The Corner


Tim Scott and the ‘Honest Conversation about Race’

Senator Tim Scott with students at the Richard Wright Public Charter School in D.C. (Getty Images)

In response to The Ugly Reaction to Tim Scott’s Speech Is Telling


I agree and would note that one of the more frustrating cliches in American life is the contention that “it’s time for Americans to have an honest conversation about race” – a cliché that returns, again and again and again and again.

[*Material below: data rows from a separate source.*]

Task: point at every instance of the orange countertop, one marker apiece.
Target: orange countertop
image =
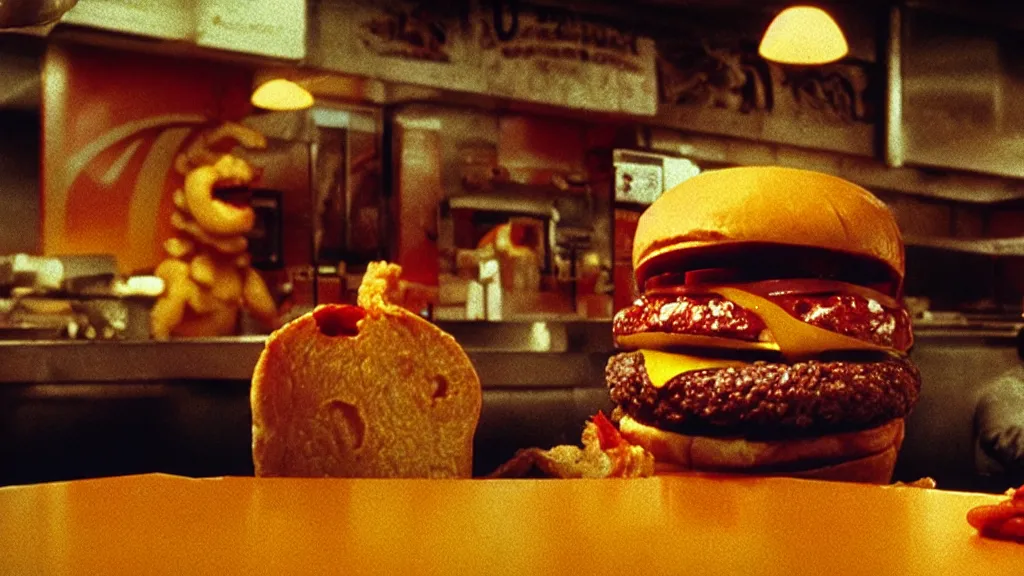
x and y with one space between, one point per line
159 524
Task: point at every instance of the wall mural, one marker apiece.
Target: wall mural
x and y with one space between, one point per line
722 85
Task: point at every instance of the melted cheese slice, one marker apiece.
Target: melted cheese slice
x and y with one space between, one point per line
658 340
796 338
663 366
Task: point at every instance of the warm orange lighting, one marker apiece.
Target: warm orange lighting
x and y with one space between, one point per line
281 94
803 35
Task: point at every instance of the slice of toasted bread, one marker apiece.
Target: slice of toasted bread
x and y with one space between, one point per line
371 391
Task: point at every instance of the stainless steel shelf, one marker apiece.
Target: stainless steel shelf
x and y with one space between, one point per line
983 246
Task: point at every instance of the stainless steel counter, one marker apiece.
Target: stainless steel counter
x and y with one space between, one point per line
72 409
509 355
506 355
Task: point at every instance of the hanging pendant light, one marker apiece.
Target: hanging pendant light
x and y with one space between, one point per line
803 35
282 94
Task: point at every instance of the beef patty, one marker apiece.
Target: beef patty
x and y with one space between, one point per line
767 400
711 315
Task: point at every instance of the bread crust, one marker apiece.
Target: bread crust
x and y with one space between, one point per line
398 399
866 456
768 205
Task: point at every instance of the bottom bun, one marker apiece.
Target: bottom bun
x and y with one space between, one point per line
866 456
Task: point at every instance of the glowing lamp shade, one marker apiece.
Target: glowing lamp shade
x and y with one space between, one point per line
803 35
282 94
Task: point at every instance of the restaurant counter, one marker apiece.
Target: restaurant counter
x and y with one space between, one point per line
76 409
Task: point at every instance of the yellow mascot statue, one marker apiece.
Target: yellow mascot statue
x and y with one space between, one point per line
207 273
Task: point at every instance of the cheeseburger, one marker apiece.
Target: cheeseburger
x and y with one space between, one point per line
770 336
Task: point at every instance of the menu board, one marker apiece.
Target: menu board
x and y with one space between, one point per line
171 19
269 28
558 57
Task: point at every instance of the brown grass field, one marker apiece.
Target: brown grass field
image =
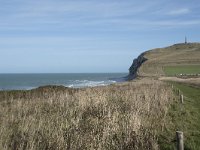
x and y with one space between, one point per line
122 116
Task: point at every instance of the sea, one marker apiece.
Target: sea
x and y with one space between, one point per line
72 80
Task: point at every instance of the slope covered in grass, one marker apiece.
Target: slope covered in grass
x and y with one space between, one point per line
183 117
124 116
175 55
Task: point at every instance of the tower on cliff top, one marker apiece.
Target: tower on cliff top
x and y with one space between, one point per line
185 40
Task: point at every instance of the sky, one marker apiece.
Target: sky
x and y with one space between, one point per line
90 36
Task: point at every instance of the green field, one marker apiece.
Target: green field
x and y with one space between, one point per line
183 117
187 69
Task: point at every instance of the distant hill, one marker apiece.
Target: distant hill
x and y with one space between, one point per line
152 62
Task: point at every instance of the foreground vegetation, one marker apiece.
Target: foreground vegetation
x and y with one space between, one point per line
125 116
183 117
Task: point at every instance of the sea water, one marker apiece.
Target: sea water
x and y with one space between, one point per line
75 80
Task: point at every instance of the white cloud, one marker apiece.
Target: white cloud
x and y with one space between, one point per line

George Floyd, the entire Trump presidency, Ralph Northam, Ferguson, the entire Obama presidency, Donald Sterling, Michael Richards, Hurricane Katrina, O.J. Simpson, the L.A. riots, Rodney King, Jimmy the Greek, Al Capanis, the Central Park Five, Bernie Goetz… There has been no shortage of loud, often heated, often cacophonous conversations about race in America. Maybe, as some people seem to believe, they’re not really “honest conversations.” But it’s hard to believe they’ve been entirely dishonest conversations.

“An honest conversation about race” will inevitably include some assertions and contentions that offend and upset others, and many Americans have concluded that the absolute worst possible thing that could happen is that they encounter something that offends or upsets them. A lot of the time, when someone says, “It’s time for Americans to have an honest conversation about race,” what they really mean is, “Shut up and listen.”

When Senator Tim Scott addresses the country and the instant reaction is that “Uncle Tim” trends on Twitter, then no, we cannot have an honest conversation about race. We cannot have an honest conversation because a noisy contingent of Americans has decided this this particular black man’s perspective and experience are invalid and unworthy of consideration and that they — in many cases, white progressives! – feel completely comfortable telling him . . . well, to quote the president in another context, “you ain’t black.” No doubt, white conservatives have their own flaws and they fail to live up to their ideals when it comes to the constitutionally guaranteed right to equality under the law. But please spare us the sanctimoniousness when our national conversation is overflowing with white progressives who feel entitled to declare who qualifies as black and who doesn’t.